Intuitively, one could imagine treating the atoms in a molecule as nodes and the bonds as edges. Nodes, edges, subgraphs or entire graphs can be embedded into low-dimensional vectors that summarize the graph position and the structure of their local graph neighborhood. These low-dimensional embeddings can be viewed as encoding or projecting graph information into a latent space, where geometric relations in this latent space correspond to interactions in the original graph.

Molecular graphs
Embedding molecular graphs into low dimensional space to determine if they are benign or toxic.

The idea behind using graph embeddings is to create insights that are not directly evident by looking at the explicit relationships between nodes.

The future

The data explosion and initiatives in Life Sciences have the potential to reshape the future of the industry and of patient care, as we witness how ML methods can do amazing things if you give them enough data.

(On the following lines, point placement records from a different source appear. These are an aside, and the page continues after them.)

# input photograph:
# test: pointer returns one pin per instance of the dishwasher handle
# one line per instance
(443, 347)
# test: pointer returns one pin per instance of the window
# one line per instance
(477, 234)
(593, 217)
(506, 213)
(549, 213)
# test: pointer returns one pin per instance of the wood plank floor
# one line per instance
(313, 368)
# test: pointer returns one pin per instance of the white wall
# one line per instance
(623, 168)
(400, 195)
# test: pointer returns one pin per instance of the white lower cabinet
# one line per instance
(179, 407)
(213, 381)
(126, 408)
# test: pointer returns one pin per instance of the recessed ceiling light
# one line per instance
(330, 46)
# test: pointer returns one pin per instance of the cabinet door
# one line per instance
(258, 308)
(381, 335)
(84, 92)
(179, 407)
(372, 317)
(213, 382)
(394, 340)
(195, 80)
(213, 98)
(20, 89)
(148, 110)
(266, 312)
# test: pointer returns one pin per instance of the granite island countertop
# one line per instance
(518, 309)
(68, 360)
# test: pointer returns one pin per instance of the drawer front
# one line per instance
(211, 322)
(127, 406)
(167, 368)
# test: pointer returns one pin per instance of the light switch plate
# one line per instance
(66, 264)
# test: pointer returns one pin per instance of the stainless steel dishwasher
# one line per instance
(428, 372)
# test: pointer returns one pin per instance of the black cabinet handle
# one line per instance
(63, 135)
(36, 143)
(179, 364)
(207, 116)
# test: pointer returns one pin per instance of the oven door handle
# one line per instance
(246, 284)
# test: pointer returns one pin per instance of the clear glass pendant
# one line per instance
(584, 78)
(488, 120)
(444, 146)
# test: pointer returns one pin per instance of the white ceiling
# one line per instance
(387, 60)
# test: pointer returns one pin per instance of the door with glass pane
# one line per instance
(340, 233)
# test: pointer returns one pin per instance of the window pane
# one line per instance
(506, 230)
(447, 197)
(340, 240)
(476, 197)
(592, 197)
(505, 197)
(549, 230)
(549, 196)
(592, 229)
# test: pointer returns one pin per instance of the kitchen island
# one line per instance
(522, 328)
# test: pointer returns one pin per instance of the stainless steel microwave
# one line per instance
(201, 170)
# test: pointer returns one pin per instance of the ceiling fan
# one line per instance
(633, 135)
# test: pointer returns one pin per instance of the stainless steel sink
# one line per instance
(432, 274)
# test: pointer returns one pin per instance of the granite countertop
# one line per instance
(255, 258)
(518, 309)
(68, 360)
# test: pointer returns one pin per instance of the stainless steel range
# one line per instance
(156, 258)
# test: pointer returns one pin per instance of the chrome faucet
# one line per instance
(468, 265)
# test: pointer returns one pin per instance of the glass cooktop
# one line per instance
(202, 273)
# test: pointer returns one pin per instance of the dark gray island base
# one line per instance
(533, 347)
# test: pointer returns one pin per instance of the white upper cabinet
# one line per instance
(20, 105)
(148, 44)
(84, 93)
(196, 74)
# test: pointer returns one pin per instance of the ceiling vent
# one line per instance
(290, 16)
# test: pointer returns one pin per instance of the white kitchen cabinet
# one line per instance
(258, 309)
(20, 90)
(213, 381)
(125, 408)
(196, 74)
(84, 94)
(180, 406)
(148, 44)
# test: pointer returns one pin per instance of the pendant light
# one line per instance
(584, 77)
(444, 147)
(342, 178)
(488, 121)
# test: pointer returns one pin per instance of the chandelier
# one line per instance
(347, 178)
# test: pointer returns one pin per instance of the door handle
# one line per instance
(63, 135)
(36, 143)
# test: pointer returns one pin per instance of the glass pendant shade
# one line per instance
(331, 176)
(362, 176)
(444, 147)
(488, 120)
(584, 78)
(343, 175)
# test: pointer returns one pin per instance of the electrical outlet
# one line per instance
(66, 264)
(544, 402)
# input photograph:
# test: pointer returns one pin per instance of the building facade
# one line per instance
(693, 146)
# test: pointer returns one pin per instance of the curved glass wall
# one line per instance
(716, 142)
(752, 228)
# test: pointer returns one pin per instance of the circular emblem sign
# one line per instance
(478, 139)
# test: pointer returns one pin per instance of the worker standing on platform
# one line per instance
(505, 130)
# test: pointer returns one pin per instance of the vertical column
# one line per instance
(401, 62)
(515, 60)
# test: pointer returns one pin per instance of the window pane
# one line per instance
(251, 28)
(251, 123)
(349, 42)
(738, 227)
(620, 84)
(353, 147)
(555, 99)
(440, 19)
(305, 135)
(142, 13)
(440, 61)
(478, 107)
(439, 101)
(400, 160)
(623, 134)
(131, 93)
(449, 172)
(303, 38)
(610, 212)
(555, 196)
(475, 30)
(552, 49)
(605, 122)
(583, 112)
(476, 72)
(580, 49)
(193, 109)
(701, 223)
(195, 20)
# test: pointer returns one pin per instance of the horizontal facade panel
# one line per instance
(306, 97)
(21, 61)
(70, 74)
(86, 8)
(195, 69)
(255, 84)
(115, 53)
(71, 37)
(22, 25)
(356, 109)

Just look at what DeepMind announced only some weeks ago, releasing the predicted structures for almost every protein known to science (over 200 million structures in total), using its AI AlphaFold 2.

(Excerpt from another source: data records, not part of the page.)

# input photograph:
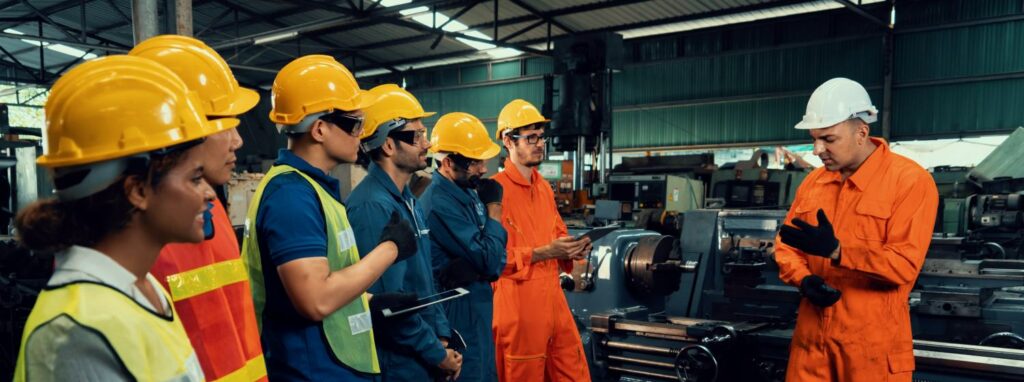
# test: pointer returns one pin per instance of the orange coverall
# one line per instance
(536, 338)
(883, 216)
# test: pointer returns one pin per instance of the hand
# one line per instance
(458, 272)
(582, 255)
(398, 231)
(489, 192)
(562, 248)
(817, 241)
(819, 293)
(389, 300)
(452, 364)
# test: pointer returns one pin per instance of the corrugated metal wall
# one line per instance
(958, 68)
(749, 83)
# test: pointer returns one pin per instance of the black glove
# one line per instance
(401, 234)
(458, 272)
(819, 293)
(817, 241)
(489, 191)
(391, 300)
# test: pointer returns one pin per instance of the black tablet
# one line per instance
(425, 301)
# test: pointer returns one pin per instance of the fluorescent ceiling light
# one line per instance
(418, 9)
(272, 38)
(60, 48)
(388, 3)
(478, 45)
(500, 53)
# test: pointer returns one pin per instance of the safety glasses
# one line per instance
(347, 123)
(411, 137)
(531, 138)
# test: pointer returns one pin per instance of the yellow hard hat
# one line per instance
(463, 134)
(120, 105)
(311, 84)
(517, 114)
(203, 70)
(392, 102)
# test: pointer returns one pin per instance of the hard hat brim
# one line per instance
(214, 126)
(245, 100)
(363, 100)
(492, 152)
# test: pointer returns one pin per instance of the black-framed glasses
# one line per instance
(411, 137)
(347, 123)
(531, 138)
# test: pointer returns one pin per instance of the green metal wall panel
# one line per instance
(482, 101)
(958, 109)
(720, 123)
(800, 69)
(476, 73)
(977, 50)
(930, 12)
(506, 70)
(710, 124)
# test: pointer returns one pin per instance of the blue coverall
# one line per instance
(409, 347)
(461, 228)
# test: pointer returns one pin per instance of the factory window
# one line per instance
(25, 104)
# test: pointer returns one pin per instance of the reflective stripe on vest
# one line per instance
(254, 370)
(205, 279)
(151, 346)
(355, 350)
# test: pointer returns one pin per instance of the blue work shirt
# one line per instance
(290, 225)
(408, 347)
(460, 227)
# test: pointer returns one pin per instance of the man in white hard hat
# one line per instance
(854, 243)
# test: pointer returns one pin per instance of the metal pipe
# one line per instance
(182, 9)
(143, 19)
(643, 373)
(641, 362)
(637, 347)
(578, 167)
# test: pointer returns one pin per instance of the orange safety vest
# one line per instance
(210, 289)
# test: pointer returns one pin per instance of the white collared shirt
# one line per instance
(78, 353)
(83, 263)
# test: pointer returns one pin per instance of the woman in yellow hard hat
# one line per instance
(119, 130)
(208, 281)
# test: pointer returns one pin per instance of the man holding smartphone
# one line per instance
(536, 337)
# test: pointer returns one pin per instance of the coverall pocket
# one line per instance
(872, 216)
(525, 368)
(901, 362)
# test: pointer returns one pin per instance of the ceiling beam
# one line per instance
(279, 24)
(688, 17)
(543, 16)
(863, 13)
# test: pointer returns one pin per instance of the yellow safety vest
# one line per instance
(151, 346)
(348, 331)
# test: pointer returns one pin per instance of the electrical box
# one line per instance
(665, 192)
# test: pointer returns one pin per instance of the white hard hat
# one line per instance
(837, 100)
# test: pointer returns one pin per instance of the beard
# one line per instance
(468, 181)
(410, 162)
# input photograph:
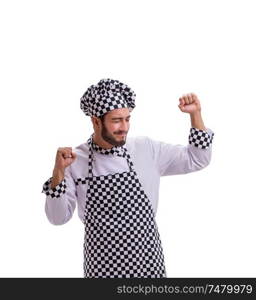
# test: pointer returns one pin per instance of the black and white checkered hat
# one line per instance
(106, 95)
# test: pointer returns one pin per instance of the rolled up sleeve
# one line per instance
(60, 201)
(177, 159)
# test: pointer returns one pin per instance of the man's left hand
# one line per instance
(189, 103)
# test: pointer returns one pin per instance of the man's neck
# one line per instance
(100, 142)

You can see one prediction Alpha Fold’s model created. In comparison to the time it takes in the lab, this model is able to make a prediction in a mere half an hour with 90% accuracy according to their statement.

But it’s both the volume and diversity of data that force us to rethink how to solve problems in Life Sciences with ML. Life Sciences is demanding us to integrate all sorts of different data types to reach better results, while giving us a glimpse of what’s coming next for all industries: a multimodal future.

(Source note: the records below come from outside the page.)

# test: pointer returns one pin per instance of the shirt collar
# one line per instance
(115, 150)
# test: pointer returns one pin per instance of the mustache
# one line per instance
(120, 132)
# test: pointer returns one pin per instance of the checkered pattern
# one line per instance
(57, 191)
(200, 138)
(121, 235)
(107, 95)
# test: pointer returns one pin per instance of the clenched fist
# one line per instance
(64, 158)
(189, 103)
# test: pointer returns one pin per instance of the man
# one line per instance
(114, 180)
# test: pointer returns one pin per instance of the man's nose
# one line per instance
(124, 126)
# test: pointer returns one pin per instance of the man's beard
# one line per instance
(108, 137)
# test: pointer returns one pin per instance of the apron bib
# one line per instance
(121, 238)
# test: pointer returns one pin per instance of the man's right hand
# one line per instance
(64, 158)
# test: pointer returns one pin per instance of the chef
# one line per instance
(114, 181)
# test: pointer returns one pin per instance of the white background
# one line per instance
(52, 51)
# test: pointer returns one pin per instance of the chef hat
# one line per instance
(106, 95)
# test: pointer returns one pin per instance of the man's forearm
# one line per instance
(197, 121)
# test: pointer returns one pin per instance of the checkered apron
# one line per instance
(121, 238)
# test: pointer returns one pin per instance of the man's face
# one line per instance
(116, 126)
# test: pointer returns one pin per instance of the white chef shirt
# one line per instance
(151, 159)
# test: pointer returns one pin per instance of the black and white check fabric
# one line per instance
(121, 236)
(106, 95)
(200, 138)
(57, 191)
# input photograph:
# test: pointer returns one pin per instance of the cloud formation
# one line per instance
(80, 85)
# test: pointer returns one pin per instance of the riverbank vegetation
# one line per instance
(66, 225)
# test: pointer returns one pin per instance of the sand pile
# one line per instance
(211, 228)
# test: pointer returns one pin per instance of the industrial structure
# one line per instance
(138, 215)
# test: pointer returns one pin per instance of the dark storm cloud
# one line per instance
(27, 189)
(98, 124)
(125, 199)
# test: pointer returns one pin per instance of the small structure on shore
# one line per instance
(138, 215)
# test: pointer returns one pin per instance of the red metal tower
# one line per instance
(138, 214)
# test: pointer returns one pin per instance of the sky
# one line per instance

Consider Electronic Health Records (EHRs), which offer an efficient way to maintain patient information and are becoming more and more widely used by healthcare providers around the world. EHRs can include data that go from images, clinical notes, medication lists, vital signs, to demographic information, which can provide deep insights of a patient’s condition if integrated in an effective manner.

Efforts to integrate these data types are already ongoing, and multimodal ML models trained on numerous types of data could help health professionals to screen patients at risk of developing diseases like cancer more accurately. This is what Harvard University is researching, by training ML models with microscopic views of cell tissues from whole-slide images (WSIs) and text-based genomics data. Just imagine what other challenges can be faced when integrating image, sequential, text, 3D, graph and other types of data into the same information space.

Combining data
Combining data collected from both home (left) and clinical settings (right), or combining predictive models built at home and in the clinic, has the potential to lead to comprehensive and integrated models that support personalized health management. Comprehensive models are more likely to perform well as they incorporate more information about an individual, and these models have the potential to be applied in the home, clinic, or wherever an individual may be.
Source: NCBI

ML will transform Life Sciences, and allow us to dream big in solving some of the most transcendental challenges for humanity, like eliminating aging or hyper-personalized healthcare. This is such a powerful Artificial Intelligence (AI) application, that the UK government has established it as a Strategic Grand Challenge, and people like Vitalik Buterin (the creator of the cryptocurrency Ethereum) and Jeff Bezos (founder of Amazon) invested part of their fortune in this idea. From personalized medicine to democratizing healthcare in developing regions, applied ML in Life Sciences can deeply change our lives.